The Army Corps of Engineers began pumping the water out after using rocks and sandbags to close a levee break that swamped 80 percent of the bowl-shaped, below-sea-level city in the aftermath of Hurricane Katrina. Across the city, the water was dropping noticeably, and the Corps said Tuesday the area under water had fallen to about 60 percent.
"I'm starting to see water levels much lower than I've seen," Mayor Ray Nagin said after surveying his city from the air. "Even in areas where the water was as high as the rooftops, I started to see parts of the buildings." He added: "I'm starting to see rays of light."
Still, he warned that what awaits authorities below the toxic muck would be gruesome.

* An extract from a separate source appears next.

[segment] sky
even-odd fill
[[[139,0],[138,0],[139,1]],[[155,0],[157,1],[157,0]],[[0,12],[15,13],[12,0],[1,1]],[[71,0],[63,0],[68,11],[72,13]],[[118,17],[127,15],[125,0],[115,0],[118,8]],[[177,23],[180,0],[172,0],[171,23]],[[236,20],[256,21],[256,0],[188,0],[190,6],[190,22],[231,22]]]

A day earlier, he said the death toll in New Orleans could reach 10,000.
Walter Baumy, a Corps manager in charge of the engineering job, said it will take 24 to 80 days to drain the city.
"We're working every aveunue to do whatever we can to get things back in order," he said.
Exactly how long the job will take depends on a number of factors. Among other things, the condition of the pumps especially whether they were submerged and damaged is not yet fully known, the Corps said. Also, the water is full of debris, and while there are screens on the pumps, it may be necessary to stop and clean them from time to time.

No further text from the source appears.